James A. Brofos quantitative strategies researcher

The Fourier Transform (I)

We say that a function $f:\mathbb{R}\to\mathbb{C}$ is integrable if \begin{align} \int_{-\infty}^\infty \vert f(x)\vert ~\mathrm{d}x < +\infty. \end{align}
Let $f: \mathbb{R}\to\mathbb{C}$ be an integrable function.

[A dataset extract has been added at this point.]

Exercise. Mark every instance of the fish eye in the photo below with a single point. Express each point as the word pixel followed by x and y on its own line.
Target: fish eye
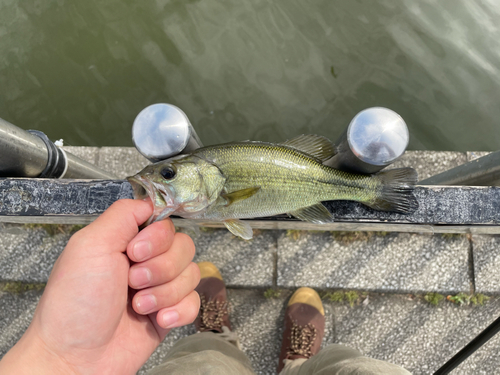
pixel 168 173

We define the Fourier transform of $f$ to be the function $\hat{f} : \mathbb{R}\to\mathbb{R}$ given by \begin{align} \hat{f}(\xi) = \int_{-\infty}^\infty f(x) \exp(-2\pi i \xi x) ~\mathrm{d}x. \end{align}
Let's compute the Fourier transform of the function $f(x) = \exp(-x^2)$. Applying the definitions yields, \begin{align} \hat{f}(\xi) &= \int_{-\infty}^\infty f(x) \exp(-2\pi i x \xi) ~\mathrm{d}x \\ &= \int_{-\infty}^\infty \exp(-x^2) \exp(-2\pi i x \xi) ~\mathrm{d}x \\ &= \int_{-\infty}^\infty \exp(-x^2) \left[\cos(-2\pi x\xi) + i \sin(-2\pi x\xi)\right] ~\mathrm{d}x \\ &= \int_{-\infty}^\infty \exp(-x^2) \cos(2\pi x\xi) ~\mathrm{d}x. \end{align} To solve this equation, we differentiate the Fourier transform with respect to $\xi$ yielding and apply integration by parts noting that $(fg)' - f g' = f' g$, \begin{align} \frac{\mathrm{d}}{\mathrm{d}\xi}\hat{f}(\xi) &= -2\pi \int_{-\infty}^\infty x\exp(-x^2) \sin(2\pi x\xi)~\mathrm{d}x \\ &= \pi \int_{-\infty}^\infty \left(\frac{\mathrm{d}}{\mathrm{d}x} \exp(-x^2)\right) \sin(2\pi x\xi) ~\mathrm{d}x \\ &= \pi \left(\exp(-x^2)\sin(2\pi x\xi)\bigg|_{-\infty}^\infty - 2\pi\xi \int_{-\infty}^\infty \exp(-x^2) \cos(2\pi x\xi) ~\mathrm{d}x \right) \\ &= -2\pi^2 \xi \hat{f}(\xi) \end{align} One verifies then that the solution of this differential equation is of the form $\hat{f}(\xi) = C \exp(-\pi^2 \xi^2)$. To determine the unknown constant $C$ one computes the Fourier transform at the zero frequency to obtain, \begin{align} C &= \int_{-\infty}^\infty \exp(-x^2)~\mathrm{d}x \\ &= \sqrt{\left(\int_{-\infty}^\infty \exp(-x^2)~\mathrm{d}x\right)\left(\int_{-\infty}^\infty \exp(-y^2)~\mathrm{d}y\right)} \\ &= \sqrt{\int_{-\infty}^\infty \int_{-\infty}^\infty \exp(-(x^2 + y^2)) ~\mathrm{d}x~\mathrm{d}y} \\ &= \sqrt{\int_0^\infty \int_0^{2\pi} r \exp(-r^2) ~\mathrm{d}\theta ~\mathrm{d}r} \\ &= \sqrt{2\pi \left[-\frac{\exp(-r^2)}{2}\right]_0^\infty} \\ &= \sqrt{\pi}. \end{align} Therefore, $\hat{f}(\xi) = \sqrt{\pi} \exp(-\pi^2\xi^2)$.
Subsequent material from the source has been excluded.